Driving down the 101 through Redwoods National and State Parks back to Arcata for a gig tonight at Redwood Curtain Brewing. Stayed in the Jedediah Smith Campground last night, sort of splurged on a site, a bunch of firewood, local organic eggs. The coast is beautiful out the window, the ocean placid. and never-ending. Mists in the trees make everything feel silver green. So much green. Green of every description. The almost black green of the pine trees and the bluffs that butt up against the waves. The light fluttering green of the new leaves and the grass lining the highway.And a thousand shades in between. The emerald green of the river we camped on last night and drove beside down six miles of dirt road through the park, dwarfed under the towering trees. We stopped to wade.

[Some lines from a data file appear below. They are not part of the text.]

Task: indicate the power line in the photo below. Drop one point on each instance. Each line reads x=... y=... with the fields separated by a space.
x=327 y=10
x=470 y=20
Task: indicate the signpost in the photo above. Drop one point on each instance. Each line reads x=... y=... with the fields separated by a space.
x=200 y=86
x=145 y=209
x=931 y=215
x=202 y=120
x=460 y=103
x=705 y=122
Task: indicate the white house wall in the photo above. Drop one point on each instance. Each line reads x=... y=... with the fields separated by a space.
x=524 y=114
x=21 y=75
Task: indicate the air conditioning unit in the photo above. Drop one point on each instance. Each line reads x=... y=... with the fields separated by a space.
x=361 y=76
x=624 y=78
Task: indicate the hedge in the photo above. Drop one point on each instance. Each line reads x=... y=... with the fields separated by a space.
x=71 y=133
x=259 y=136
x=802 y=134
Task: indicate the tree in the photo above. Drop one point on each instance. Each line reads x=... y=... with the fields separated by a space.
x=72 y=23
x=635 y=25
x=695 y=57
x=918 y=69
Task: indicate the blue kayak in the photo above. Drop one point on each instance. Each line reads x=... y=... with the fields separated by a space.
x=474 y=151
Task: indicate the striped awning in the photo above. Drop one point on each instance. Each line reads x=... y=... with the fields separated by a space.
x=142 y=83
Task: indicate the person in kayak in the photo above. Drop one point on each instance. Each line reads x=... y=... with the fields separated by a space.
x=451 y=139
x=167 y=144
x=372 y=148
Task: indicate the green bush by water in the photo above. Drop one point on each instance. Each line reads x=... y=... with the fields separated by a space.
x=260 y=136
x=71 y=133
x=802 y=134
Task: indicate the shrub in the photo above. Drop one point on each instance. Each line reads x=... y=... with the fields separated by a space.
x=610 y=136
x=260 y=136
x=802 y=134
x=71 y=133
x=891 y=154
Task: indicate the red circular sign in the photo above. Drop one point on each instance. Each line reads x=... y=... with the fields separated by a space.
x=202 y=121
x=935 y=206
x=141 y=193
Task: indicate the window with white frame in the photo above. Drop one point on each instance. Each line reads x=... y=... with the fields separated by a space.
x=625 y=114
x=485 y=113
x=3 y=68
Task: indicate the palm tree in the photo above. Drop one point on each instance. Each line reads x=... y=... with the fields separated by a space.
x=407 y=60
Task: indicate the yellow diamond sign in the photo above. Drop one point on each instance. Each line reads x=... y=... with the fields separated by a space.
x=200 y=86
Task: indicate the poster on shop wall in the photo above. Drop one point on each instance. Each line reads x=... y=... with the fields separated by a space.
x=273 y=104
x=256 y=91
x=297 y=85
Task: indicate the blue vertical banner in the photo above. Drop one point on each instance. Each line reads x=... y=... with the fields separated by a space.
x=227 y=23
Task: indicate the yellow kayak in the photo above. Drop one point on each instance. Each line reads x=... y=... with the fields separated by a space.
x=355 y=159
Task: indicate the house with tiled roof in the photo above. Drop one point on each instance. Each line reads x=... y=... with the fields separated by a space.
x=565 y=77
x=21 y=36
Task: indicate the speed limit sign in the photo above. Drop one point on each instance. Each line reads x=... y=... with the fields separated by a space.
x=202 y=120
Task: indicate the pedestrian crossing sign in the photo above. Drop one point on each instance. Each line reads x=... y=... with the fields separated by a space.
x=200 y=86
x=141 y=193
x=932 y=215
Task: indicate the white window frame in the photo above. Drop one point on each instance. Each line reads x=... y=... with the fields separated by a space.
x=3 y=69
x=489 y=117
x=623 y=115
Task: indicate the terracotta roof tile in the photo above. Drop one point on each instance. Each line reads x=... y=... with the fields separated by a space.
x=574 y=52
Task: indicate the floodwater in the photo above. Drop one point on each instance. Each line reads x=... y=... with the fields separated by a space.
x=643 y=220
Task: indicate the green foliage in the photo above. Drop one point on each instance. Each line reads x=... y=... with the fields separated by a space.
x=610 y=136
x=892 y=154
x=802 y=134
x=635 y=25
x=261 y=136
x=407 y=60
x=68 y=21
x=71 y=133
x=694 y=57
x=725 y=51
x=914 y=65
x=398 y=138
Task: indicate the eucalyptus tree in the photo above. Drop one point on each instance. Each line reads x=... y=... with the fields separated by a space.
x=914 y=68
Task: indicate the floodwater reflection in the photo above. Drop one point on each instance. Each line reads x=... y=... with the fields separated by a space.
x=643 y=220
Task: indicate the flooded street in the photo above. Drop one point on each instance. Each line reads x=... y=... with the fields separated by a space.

The campfire last night was some sort of extended murmur of reflection for both of us, we barely spoke for several hours, just staring into the flames in silence until my eyes hurt, then staring some more. We bought so much wood we had a fire until midnight, far later than we normally have stayed up on this trip, so I’m tired today, I smell like smoke, I’m vulnerably emotional and ragged. I kept feeling like I couldn’t hear the trees properly, like they had songs they were ready to teach me but I had too many other things blocking the way. It has been a slightly frustrating few days up here for me because of that, I just feel like I need to be alone with the trees for awhile to let them speak, to listen more clearly without distraction. The rivers too. The Eel River has been particularly insistent that I listen better, that I take more time to sit quietly and hear his stories. There’s so much temporary chatter and clatter here, humans talking to themselves, so much anguish, regret, loss, desire, ennui, resignation, stasis. The trees seem to accentuate it, standing in watch, observing, listening, watching attentively as the humans wash by to and fro beneath them like blood more than water, like skin more than fire. The humans seem to have to firm shape, no consistency or stature, they feel oddly gelatinous here. Like cartiligde from a spine, that drains and shrinks and seeps back into the soil or even into the air, as if it were never here, their stories sinking with them.

I felt a strange sensation when we first pulled into Eureka on Tuesday, it was like the people were lighting themselves on fire but only melting from inside, there was no flame, just a metallic melting of tissue and a thin dusty grey white residue leftover. It encased them in resignation and a slow ascent into the vanishing. A woman in Crescent City just now packed up her things with two dogs. A man inside getting a coffee with his small son pointed to her out the window to be sure his son saw that she had a cat on top of her backpack as well. The cat perched on top of her pack, secured with a leash, it laid there uncomfortably, waiting for the shifting to settle down and the slow rhythm of the walking to take over. On the back of her khaki green pants was a sewn-on badge that read "Not all who wander are lost.” and I wondered where she was, and if it mattered, and if anyone else knew. She also had a cardboard sign “Broke, hungry, anything helps.” and I felt compelled to giver her money. Why? Because of the dogs? The cat? That she was female? She asked if I knew where the dentist was, she had no idea how to get to her appointment.

There was a message on FB from Allison this morning when we finally got back to wifi. She said she felt like she’d lost me on this trip, that she missed me checking in on them back in Michigan. I’d felt it too, earlier in the trip, weeks ago, I’d felt like she had made a mental leap into a new space, letting go of me in a new way. There’s a funny thing that happens when people you’ve worked with for a year or six months or 2 years suddenly announce they’re leaving, they give their two weeks notice, and you can feel yourself letting them go, it’s almost a form of defenses going up, right? To protect yourself from the loss. I thought she was going through that. I’d been desperately trying to stay the same, use the same cheery emoticons, show the same empathies to her struggles, show the same support, but I could feel something was different. That I too was grappling with the distance, the change, the overwhelming sum of the new adventure adding up into something undefinable and large, frightening in its scope, in its potential to expand or shrink or change without warning. What is it about travel that does that. Is it that you’re untethered? That there’s no daily repetitive ritual to hold you to the timeline of routine. I don’t know, but it’s scary and exciting and sad and frightening and glorious and life affirming and present and filled with promise and regret.

I feel so vulnerable today. Love to all.